Porém, se a América sempre ofereceu uma inesgotável Alexandria de sonhos estropiados à vista da "promised land", desde há quatro anos, a profetizada odisseia de 2001 transformou-se num potencial rastilho de explosão em cadeia de "little bombs". Uma por cada cidadão do império a quem repugna a ideia de viver na sua pele, entre o "mall", o lar ideal e a evangelização por cabo, num mundo edificado sobre o rescaldo do "ground zero".
Laurie Anderson aspira o desconforto e a repulsa para o interior de um "patchwork" de haikus imobilizados onde, em The End Of The Moon, observa o mundo em plano picado. Bruce Springsteen e Aimee Mann escrevem canções onde filmam, em "close up", a progressão do deserto. E não será, de todo, um acaso que, entre Devils & Dust e The Forgotten Arm, as personagens e os cenários quase se pudessem trocar sem que se notasse muito a diferença.

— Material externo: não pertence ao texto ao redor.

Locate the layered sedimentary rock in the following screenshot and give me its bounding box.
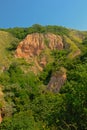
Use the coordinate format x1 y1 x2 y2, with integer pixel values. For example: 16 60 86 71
15 33 63 58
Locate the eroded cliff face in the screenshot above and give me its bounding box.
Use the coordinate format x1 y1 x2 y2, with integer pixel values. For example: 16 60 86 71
15 33 63 58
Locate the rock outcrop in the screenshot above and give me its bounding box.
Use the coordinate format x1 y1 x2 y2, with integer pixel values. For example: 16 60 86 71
15 33 63 58
47 68 67 93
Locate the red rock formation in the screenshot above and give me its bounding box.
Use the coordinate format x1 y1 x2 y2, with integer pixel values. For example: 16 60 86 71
46 33 63 50
15 33 63 58
16 33 44 58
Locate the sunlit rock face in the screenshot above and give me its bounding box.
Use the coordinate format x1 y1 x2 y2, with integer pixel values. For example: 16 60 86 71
15 33 63 58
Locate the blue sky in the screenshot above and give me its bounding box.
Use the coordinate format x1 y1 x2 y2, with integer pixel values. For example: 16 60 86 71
0 0 87 30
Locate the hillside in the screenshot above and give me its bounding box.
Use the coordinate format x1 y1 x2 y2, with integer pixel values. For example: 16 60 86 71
0 24 87 130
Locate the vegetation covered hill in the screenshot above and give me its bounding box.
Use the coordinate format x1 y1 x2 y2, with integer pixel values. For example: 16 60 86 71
0 24 87 130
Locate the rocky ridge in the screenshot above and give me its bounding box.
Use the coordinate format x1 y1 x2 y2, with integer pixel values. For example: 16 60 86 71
15 33 63 58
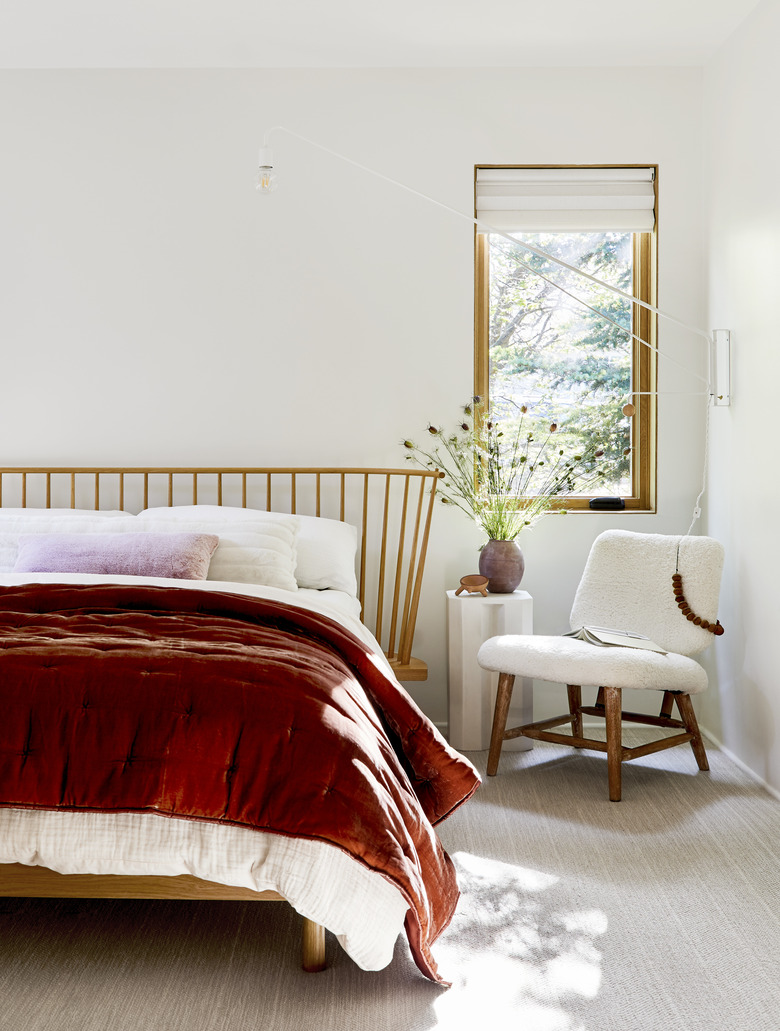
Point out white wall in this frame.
[703,0,780,790]
[0,69,704,721]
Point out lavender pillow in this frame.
[13,533,219,579]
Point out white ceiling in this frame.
[0,0,759,68]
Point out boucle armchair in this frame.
[478,530,723,802]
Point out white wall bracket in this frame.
[710,329,732,405]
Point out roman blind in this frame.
[476,167,655,233]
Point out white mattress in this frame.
[0,573,407,970]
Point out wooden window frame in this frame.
[474,175,657,512]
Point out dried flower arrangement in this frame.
[403,397,604,540]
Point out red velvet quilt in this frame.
[0,585,479,979]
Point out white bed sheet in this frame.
[0,573,408,970]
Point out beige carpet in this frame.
[0,731,780,1031]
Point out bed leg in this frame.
[303,917,325,973]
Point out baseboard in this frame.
[699,724,780,801]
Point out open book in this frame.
[564,627,667,655]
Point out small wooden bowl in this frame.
[455,573,487,598]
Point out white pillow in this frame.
[0,508,136,573]
[135,505,298,591]
[296,516,358,598]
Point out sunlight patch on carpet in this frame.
[435,853,607,1031]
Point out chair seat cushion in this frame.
[477,634,707,695]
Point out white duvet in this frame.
[0,573,407,970]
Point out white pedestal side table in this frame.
[447,591,534,752]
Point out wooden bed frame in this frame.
[0,467,442,971]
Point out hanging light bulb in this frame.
[257,146,278,193]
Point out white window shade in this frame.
[476,167,655,233]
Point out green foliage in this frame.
[403,397,604,540]
[489,233,633,490]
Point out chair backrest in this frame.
[571,530,723,655]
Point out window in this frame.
[475,166,656,510]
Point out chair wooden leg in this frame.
[566,684,582,749]
[487,673,514,776]
[674,695,710,770]
[604,688,623,802]
[658,691,674,717]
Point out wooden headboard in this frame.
[0,467,442,680]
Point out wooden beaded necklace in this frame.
[672,537,724,637]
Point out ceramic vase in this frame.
[479,540,525,594]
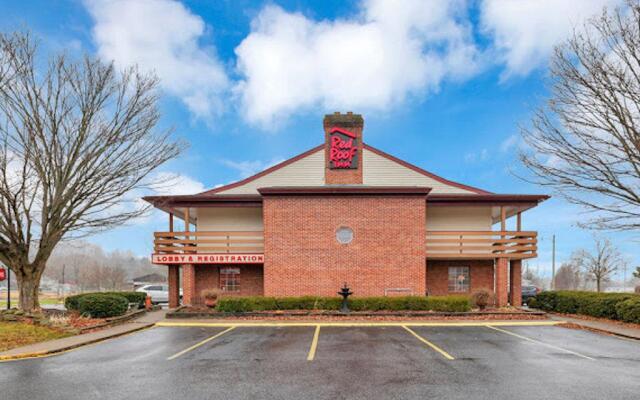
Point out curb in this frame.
[559,320,640,342]
[166,311,547,320]
[0,323,156,363]
[156,320,565,327]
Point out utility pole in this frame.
[551,234,556,290]
[62,264,66,303]
[5,267,11,310]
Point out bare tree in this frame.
[575,238,625,292]
[0,33,183,310]
[520,1,640,230]
[554,251,584,290]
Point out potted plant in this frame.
[200,289,220,308]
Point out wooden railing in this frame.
[426,231,538,259]
[153,231,264,254]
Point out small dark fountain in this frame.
[338,282,353,314]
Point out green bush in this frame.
[529,290,640,319]
[64,294,84,311]
[78,293,129,318]
[100,292,147,308]
[64,292,147,311]
[216,296,471,312]
[616,296,640,324]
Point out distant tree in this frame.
[0,33,183,311]
[576,238,625,292]
[522,263,544,288]
[554,253,584,290]
[520,0,640,230]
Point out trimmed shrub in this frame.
[78,293,129,318]
[64,294,84,311]
[616,296,640,324]
[100,292,147,308]
[216,296,471,312]
[64,292,147,311]
[471,289,491,310]
[529,290,640,319]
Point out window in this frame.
[220,268,240,292]
[449,267,469,292]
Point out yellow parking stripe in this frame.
[307,325,320,361]
[156,321,564,327]
[167,326,236,361]
[487,325,594,360]
[402,325,455,360]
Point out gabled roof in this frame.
[198,144,324,195]
[198,143,491,196]
[144,143,549,212]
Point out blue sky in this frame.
[0,0,640,282]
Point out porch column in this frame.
[495,257,509,307]
[509,260,522,307]
[168,264,180,308]
[182,264,198,306]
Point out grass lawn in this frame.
[0,322,71,351]
[0,292,63,310]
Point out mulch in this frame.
[167,307,547,321]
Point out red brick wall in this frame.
[167,265,180,308]
[495,258,509,307]
[194,264,264,304]
[263,196,426,296]
[427,260,493,296]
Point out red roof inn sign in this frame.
[151,253,264,265]
[329,128,358,169]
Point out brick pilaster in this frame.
[168,265,180,308]
[509,260,522,307]
[495,258,509,307]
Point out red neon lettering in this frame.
[329,135,358,168]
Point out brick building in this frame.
[145,113,548,307]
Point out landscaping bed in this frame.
[528,291,640,325]
[0,321,73,352]
[167,295,545,320]
[166,307,546,321]
[0,292,146,352]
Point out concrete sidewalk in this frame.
[0,310,166,361]
[549,314,640,340]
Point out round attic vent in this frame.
[336,226,353,244]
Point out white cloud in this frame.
[500,134,522,153]
[235,0,479,126]
[220,158,284,178]
[152,172,207,196]
[464,149,489,163]
[480,0,623,77]
[86,0,229,119]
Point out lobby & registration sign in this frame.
[151,253,264,264]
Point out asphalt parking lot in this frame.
[0,324,640,400]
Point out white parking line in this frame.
[167,326,236,361]
[307,325,320,361]
[486,325,594,360]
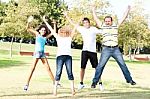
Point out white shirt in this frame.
[77,26,101,52]
[56,36,72,56]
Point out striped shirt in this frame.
[101,24,118,46]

Springsteen parece, finalmente, dar razão a quem, no início o comparava a Dylan (mas já, por altura de Nebraska ou The Ghost Of Tom Joad, isso poderia ser alegado) embora, em nova reencarnação acústica, muitas vezes faça pensar tanto no Tom Waits inicial como em Steinbeck. Mann não desmente a partilha genética com Costello mas, trocado Jon Brion por Joe Henry, aqui e ali, recorda a caligrafia fina de Paul Simon. The Forgotten Arm é deliberadamente conceptual (mais um capítulo na eterna fuga do "king of the jailhouse" e da "queen of the road": "(they) think sharing the burden will lighten the load, so they pack up their troubles in an old Cadillac, that's her in the mirror asleep at the back"), Devil's & Dust bem o poderia ser.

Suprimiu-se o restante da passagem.